After much grunting and use of the weight available (actual weights hidden to protect the guilty!) hanging on various extension bars all of the wash out bushes have now been cleaned with taps and the new parallel threaded plugs fitted with carefully wrapped PTFE tape and new soft copper washers including these three in the smoke box.
We then started to cut the new meter square sheet of gasket material about to make gaskets for the safety valve and port side clack valve.
Stuart’s seemingly endless tool box produced some punches which made making the required holes much more easy. A dab of steam seal was placed around the main openings either side of the gaskets then the studs (new mild steel ones in the case of the safety valve) were tightened down. Despite wearing plastic gloves yours truly still bears the blackened fingers that goes with ths job!

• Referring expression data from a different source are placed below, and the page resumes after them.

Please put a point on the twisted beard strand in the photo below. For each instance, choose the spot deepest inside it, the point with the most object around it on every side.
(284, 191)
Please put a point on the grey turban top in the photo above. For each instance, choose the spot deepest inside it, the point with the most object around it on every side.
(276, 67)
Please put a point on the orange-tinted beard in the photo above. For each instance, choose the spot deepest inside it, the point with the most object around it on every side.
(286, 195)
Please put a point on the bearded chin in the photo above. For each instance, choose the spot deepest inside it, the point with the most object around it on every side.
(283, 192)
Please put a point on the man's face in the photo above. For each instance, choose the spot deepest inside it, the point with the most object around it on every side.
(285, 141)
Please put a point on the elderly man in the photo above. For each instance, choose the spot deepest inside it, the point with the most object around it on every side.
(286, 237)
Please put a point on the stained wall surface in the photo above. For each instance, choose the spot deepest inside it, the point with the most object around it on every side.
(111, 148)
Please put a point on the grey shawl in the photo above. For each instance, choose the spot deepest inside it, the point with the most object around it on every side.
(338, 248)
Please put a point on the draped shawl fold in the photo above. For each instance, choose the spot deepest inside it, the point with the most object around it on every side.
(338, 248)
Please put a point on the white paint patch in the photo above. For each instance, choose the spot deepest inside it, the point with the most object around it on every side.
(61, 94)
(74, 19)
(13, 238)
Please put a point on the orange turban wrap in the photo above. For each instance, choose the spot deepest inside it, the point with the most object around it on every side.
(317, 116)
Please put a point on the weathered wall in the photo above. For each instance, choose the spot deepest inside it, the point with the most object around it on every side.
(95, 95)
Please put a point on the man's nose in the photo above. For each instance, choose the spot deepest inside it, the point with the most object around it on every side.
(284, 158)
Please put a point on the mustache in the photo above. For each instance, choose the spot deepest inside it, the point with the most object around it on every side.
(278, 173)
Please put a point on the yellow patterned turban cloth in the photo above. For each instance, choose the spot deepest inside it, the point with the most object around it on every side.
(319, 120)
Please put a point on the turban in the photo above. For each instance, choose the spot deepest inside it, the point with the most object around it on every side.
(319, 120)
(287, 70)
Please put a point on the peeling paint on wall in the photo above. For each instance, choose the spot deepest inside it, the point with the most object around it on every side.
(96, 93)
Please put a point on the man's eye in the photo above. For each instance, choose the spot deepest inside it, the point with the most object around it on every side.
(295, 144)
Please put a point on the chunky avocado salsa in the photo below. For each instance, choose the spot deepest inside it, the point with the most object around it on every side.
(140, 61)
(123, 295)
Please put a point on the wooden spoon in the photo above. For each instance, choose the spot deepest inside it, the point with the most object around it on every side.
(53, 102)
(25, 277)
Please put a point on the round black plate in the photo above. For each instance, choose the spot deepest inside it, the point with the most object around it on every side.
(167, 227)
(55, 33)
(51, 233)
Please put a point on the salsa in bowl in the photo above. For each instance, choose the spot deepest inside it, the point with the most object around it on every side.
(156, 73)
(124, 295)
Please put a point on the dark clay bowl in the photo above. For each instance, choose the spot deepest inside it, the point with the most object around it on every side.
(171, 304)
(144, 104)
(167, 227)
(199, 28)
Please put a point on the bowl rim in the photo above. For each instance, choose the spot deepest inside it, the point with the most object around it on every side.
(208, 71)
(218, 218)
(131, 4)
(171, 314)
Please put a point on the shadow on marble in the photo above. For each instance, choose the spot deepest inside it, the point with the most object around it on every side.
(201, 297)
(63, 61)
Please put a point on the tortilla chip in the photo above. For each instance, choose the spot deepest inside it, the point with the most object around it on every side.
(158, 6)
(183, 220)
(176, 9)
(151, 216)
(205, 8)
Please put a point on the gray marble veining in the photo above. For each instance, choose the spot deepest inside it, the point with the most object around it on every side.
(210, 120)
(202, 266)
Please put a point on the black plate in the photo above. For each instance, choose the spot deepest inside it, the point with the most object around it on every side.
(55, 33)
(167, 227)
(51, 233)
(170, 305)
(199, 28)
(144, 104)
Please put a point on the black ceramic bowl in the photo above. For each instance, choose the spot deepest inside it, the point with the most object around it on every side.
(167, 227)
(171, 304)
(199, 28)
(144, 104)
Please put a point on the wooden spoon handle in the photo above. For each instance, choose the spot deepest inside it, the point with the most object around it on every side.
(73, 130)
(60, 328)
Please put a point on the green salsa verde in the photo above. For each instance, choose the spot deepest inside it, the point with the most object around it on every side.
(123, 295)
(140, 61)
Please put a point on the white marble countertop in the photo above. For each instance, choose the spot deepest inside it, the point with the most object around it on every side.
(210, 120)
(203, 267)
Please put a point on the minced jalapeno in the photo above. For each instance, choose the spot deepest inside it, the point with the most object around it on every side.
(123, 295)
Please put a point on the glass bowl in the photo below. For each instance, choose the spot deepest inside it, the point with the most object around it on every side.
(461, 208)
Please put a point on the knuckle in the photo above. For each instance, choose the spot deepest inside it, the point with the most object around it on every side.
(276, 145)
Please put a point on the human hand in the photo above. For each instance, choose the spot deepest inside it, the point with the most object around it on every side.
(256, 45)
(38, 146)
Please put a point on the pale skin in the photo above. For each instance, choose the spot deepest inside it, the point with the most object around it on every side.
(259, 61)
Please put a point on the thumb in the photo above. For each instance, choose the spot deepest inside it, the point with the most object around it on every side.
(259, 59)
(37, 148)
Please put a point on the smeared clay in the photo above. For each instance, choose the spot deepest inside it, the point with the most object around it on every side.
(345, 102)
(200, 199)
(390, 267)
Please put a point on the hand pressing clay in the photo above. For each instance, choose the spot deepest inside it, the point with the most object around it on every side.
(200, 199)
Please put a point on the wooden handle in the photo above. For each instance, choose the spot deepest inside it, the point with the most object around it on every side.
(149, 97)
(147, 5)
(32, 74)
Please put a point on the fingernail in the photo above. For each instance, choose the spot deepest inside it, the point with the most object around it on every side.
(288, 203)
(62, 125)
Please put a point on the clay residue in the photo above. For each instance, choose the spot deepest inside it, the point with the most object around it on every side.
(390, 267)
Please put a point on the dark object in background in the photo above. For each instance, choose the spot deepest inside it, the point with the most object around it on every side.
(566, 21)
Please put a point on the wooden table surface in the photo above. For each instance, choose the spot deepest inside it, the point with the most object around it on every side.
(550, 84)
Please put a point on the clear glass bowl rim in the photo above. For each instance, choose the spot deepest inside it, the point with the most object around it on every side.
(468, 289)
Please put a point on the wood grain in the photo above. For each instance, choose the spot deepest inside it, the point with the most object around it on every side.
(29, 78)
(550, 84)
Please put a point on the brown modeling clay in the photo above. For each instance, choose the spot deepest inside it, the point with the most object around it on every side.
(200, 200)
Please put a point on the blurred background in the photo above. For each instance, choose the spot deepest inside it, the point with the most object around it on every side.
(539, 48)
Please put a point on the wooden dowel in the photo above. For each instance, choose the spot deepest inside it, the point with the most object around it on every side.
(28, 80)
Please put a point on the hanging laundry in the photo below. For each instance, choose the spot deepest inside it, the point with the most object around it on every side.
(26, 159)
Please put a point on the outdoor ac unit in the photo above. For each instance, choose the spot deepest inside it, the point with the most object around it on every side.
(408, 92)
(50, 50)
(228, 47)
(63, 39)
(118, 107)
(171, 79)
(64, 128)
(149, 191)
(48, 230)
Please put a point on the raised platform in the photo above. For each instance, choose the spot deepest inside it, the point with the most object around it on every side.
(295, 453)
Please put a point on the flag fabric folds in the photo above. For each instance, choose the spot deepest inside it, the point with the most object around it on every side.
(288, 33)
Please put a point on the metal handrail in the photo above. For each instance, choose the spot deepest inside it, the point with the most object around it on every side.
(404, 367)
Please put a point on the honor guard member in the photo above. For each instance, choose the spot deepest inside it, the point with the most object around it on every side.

All the above means that the boiler is now almost water tight up to fire box crown level, just the two redundant side bushes to weld up.
Having taken a shortish lunch break, Stuart was very keen for us to get back to the tools, we turned our attention to the fusible plugs and their bushes in the crown of the fire box. Having wedged Stuart into the ash pan hole he did some cleaning of the threads of the bushes before starting to use the tap to fully clean the threads. These were particularly claggy due to the originals being shorter than the bushes allowing water and other sludge to pool.

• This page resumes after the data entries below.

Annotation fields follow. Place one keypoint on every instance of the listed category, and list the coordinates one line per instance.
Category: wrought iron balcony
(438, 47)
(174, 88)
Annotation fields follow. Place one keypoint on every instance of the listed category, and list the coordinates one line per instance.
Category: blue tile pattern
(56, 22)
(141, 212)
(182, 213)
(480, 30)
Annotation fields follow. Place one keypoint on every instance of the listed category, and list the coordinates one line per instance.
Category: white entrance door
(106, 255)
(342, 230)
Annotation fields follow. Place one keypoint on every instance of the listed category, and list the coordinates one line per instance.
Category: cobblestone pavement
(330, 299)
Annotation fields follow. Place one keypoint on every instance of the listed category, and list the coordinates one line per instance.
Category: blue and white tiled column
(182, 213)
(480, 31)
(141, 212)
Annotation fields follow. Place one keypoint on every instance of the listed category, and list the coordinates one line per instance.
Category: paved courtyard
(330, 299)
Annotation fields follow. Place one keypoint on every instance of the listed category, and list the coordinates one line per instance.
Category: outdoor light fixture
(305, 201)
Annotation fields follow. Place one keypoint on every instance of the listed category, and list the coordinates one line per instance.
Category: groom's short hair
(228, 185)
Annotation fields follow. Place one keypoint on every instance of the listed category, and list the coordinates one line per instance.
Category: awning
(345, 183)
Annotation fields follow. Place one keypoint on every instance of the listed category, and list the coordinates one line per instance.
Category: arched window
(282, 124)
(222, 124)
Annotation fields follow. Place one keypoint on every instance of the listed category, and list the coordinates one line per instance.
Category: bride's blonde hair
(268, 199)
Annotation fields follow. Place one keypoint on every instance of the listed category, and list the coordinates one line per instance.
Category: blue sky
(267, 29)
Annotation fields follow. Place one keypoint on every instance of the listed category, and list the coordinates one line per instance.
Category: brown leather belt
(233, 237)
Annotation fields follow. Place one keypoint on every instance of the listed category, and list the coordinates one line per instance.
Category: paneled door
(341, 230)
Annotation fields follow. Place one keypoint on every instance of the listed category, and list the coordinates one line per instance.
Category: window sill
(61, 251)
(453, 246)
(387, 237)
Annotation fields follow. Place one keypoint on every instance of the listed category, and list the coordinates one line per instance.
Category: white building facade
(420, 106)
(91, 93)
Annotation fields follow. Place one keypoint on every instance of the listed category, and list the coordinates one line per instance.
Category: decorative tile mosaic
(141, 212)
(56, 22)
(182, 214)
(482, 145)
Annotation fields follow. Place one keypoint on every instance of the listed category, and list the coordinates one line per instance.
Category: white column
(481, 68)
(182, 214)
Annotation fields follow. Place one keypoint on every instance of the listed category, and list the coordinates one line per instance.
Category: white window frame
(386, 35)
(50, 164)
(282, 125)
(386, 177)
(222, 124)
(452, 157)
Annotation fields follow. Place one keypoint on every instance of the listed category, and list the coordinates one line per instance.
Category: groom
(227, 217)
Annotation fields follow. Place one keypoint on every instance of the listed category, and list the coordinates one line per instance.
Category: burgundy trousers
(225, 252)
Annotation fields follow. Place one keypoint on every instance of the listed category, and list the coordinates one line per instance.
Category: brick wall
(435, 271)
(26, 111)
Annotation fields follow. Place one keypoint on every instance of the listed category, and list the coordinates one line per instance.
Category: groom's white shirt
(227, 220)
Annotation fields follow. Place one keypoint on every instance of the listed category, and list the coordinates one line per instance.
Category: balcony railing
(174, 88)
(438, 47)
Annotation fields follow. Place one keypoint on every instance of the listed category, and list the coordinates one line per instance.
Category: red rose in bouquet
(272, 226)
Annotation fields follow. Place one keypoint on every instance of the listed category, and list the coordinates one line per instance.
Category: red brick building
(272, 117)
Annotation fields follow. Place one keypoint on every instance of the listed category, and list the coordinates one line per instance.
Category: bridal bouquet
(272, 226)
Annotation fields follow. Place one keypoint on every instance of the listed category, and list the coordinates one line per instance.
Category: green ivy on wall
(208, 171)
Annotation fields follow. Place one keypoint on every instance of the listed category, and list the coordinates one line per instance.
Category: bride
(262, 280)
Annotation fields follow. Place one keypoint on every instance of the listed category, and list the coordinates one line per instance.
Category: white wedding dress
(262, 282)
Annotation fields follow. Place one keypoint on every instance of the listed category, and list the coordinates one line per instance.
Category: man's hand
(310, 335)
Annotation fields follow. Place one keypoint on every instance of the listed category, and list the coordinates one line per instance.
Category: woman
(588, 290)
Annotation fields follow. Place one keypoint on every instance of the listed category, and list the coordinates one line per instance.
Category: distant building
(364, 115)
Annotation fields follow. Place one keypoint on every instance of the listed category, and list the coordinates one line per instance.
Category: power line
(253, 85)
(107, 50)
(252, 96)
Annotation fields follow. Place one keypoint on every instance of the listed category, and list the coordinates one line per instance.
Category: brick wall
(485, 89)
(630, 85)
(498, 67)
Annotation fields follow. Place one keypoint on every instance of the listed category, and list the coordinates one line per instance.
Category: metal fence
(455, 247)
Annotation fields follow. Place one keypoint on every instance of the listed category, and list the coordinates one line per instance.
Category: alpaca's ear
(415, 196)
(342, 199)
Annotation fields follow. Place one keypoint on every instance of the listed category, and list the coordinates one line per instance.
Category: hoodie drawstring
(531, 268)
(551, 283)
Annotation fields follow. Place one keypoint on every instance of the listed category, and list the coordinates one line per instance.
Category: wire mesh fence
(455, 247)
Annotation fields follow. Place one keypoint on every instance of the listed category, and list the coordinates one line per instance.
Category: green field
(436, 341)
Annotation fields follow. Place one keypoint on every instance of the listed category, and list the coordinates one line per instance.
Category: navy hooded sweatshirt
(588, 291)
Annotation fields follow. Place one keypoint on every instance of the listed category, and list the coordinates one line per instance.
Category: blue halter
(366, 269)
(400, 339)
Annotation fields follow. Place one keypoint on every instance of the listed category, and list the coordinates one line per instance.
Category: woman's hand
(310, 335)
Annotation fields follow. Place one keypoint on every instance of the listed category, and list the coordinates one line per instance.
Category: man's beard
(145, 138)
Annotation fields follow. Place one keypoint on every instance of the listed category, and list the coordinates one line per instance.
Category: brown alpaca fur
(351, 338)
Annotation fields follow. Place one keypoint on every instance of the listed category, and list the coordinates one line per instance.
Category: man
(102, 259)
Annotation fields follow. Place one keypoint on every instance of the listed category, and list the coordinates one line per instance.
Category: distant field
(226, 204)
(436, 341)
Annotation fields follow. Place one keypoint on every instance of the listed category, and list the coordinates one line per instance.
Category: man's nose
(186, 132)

Fusible plugs have a coarsely threaded hole through the centre which is filled with lead. This lead will melt should there be insufficient water above the fire box crown allowing its temperature to rise above safe levels. The noisy release of steam into the fire will alert the driver and fireman so they can take steps to drop the fire before more serious damage occurs.
Our new plugs needed to have this lead melted into them so our newly donated forge was put to use using another of Stuart’s special tools – a steel crucible. This crucible and the plugs were heated with plenty of flux in them to clean things through then some old roof lead, cut in to strips, was popped in the crucible (don’t worry, the lead was not borrowed from the church roof Russ). Once molten the lead was carefully poured into the plugs, which you can just see resting on a bed of sand in the photo, and left to cool. When cool enough to handle, the excess lead was peeled away leaving two plugs ready to use.